Nie płaczę
Stoję nad grobem mego taty
i na wspomnienie się uśmiecham,
bo był wesoły, lubił żarty,
nawet gdy cierpiał nie narzekał.
A później idę nieco dalej,
przy mamie także łez nie leję
i myślę - niech za parę latek,
ktoś przy mym grobie się zaśmieje.
Komentarze (47)
Dziękuję nowym gościom za przeczytanie wiersza i
komentarze. Miłego dnia.
ile można płakać ...łzy już nic nie zmienią a ciepłe
wspomnienia wywołują uśmiech ;-)
pozdrawiam
Tak trudno sie usmiechac przy grobie bliskiej osoby,
ale warto przywolywac pogodne wspomnienia...pozdrawiam
Ładny wiersz z ciepłą refleksją.
Podobno duszom zmarłych jest ciężko, gdy płaczemy,
więc lepiej się uśmiechać do dobrych wspomnień.
Miłego dnia:)
Pozwolę sobie za Kornatką:)
Najważniejsze to zachować dobre wspomnienia po
bliskich osobach :)
i powspomina tak jak my ze wzruszeniem o rodzicach :)
pozdrawiam :)
Smutny temat, a tak ciepło napisany.
Pozdrawiam:)
Bardzo dobry ...
+ Pozdrawiam (:-)}
Mam podobne myślenie. Życiowy wiersz. Pozdrawiam:)

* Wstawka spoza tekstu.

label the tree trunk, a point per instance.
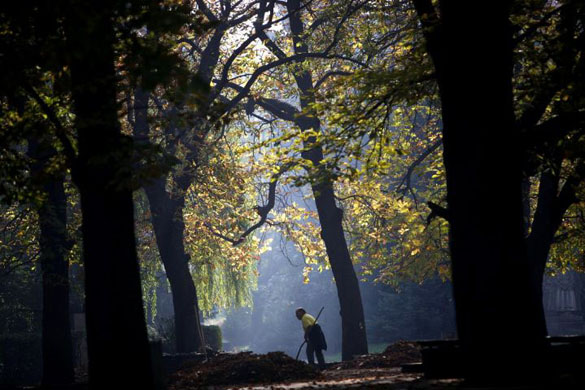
(118, 348)
(353, 325)
(353, 328)
(167, 221)
(57, 345)
(497, 308)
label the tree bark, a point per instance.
(497, 307)
(167, 220)
(57, 348)
(168, 224)
(118, 348)
(57, 344)
(353, 326)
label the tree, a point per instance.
(312, 157)
(39, 174)
(484, 194)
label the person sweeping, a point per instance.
(314, 337)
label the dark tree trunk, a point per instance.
(498, 311)
(353, 326)
(167, 220)
(118, 348)
(56, 341)
(57, 345)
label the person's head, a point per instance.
(300, 312)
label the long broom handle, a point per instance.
(305, 341)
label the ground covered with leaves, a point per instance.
(248, 369)
(242, 368)
(394, 355)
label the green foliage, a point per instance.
(213, 338)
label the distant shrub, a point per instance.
(212, 335)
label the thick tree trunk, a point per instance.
(57, 345)
(118, 348)
(167, 220)
(498, 311)
(353, 327)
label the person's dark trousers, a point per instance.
(311, 351)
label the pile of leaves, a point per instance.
(394, 355)
(242, 368)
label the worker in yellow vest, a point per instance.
(313, 336)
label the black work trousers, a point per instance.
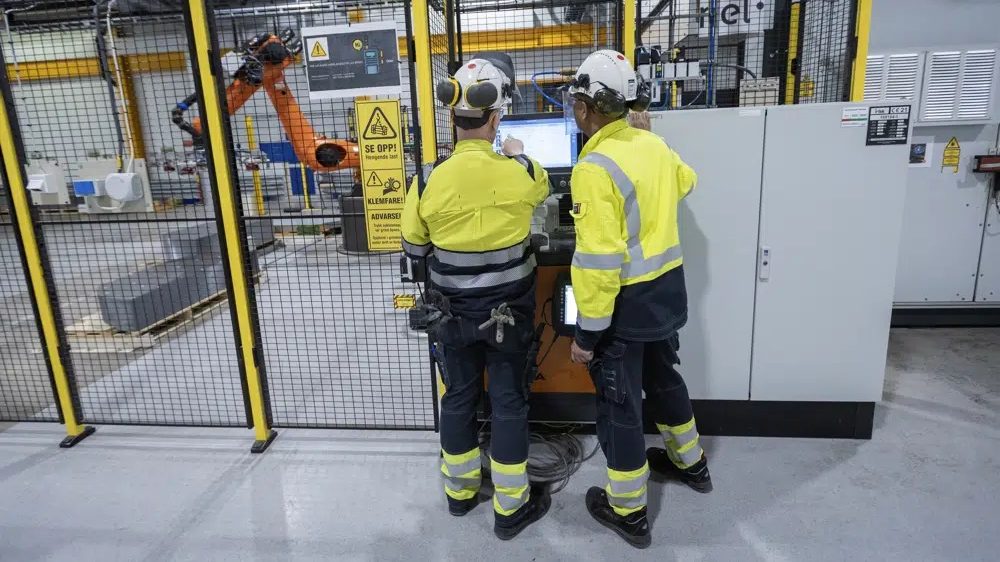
(462, 371)
(622, 370)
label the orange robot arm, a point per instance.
(316, 151)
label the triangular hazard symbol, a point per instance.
(318, 50)
(378, 127)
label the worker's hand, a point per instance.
(578, 355)
(512, 146)
(639, 120)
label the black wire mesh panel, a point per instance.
(337, 352)
(826, 54)
(746, 53)
(126, 215)
(25, 388)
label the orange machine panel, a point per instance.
(557, 372)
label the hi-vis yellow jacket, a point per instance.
(627, 266)
(473, 223)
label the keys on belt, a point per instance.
(500, 316)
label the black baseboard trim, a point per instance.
(836, 420)
(966, 317)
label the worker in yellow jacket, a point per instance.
(629, 285)
(472, 224)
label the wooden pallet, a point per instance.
(93, 335)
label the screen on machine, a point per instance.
(545, 140)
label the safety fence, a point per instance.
(202, 225)
(235, 268)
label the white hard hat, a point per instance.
(477, 86)
(608, 78)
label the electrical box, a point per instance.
(39, 183)
(124, 187)
(758, 92)
(791, 297)
(88, 188)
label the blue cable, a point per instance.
(549, 98)
(710, 100)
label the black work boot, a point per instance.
(696, 477)
(507, 527)
(634, 528)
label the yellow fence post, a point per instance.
(793, 64)
(628, 30)
(220, 158)
(425, 82)
(12, 154)
(861, 37)
(258, 189)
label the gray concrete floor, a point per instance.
(924, 488)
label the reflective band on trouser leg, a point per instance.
(462, 474)
(510, 486)
(627, 490)
(683, 443)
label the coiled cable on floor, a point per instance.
(553, 458)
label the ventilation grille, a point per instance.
(960, 85)
(893, 77)
(874, 78)
(942, 86)
(901, 81)
(977, 84)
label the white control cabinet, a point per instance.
(790, 246)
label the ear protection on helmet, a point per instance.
(612, 102)
(607, 101)
(449, 92)
(643, 97)
(478, 96)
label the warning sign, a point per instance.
(382, 171)
(319, 49)
(952, 155)
(352, 60)
(378, 127)
(404, 301)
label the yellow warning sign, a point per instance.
(317, 51)
(404, 301)
(379, 127)
(952, 155)
(382, 170)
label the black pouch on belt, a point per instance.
(608, 372)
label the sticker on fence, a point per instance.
(382, 169)
(404, 301)
(352, 60)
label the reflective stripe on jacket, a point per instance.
(626, 188)
(473, 223)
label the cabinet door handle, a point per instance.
(764, 263)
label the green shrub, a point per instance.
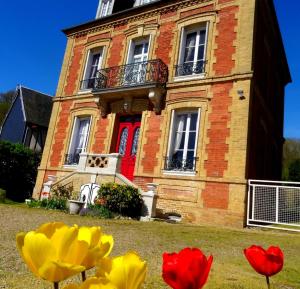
(57, 204)
(120, 199)
(34, 204)
(62, 192)
(294, 171)
(18, 170)
(51, 204)
(2, 195)
(99, 211)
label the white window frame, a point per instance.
(130, 58)
(133, 43)
(88, 65)
(172, 136)
(142, 2)
(187, 30)
(103, 10)
(75, 135)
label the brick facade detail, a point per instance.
(230, 142)
(153, 134)
(60, 134)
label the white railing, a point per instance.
(274, 204)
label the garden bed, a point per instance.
(230, 269)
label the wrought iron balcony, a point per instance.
(190, 69)
(152, 72)
(88, 83)
(72, 159)
(178, 164)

Ładny tekst krzemanko, zamyśliłam się. Pozdrawiam
Dziękuję nowym gościom za komentarze.
Miło mi Vick Thorze i kaczorku, że popieracie moje
pragnienie.Romo: myślę, że wspominając miłe chwile
będziesz się uśmiechać.
Pozdrawiam wszystkich.
Ciepłe słowa Krzemanko, dobrze, że możesz uśmiechać
się przy grobach rodziców, ja nie potrafię. Pozdrawiam
i miłego dnia:-)
Zmarły powinien kojarzyć się z radością a nie ze
smutkiem i żalem. Róbmy więc wszystko Aniu aby twoja
puenta się spełniła.
Dużo uśmiechu życzę paaa
mam podobne życzenie, by nad moim grobem
nikt się nie smucił żadnym sposobem,
a wszyscy zgromadzeni,włącznie z grabarzem
płakali ze śmiechu w zgodnym chórze;
"czcigodny zmarły był wielkim kpiarzem
teraz też jaja sobie robi,w niebie,na górze..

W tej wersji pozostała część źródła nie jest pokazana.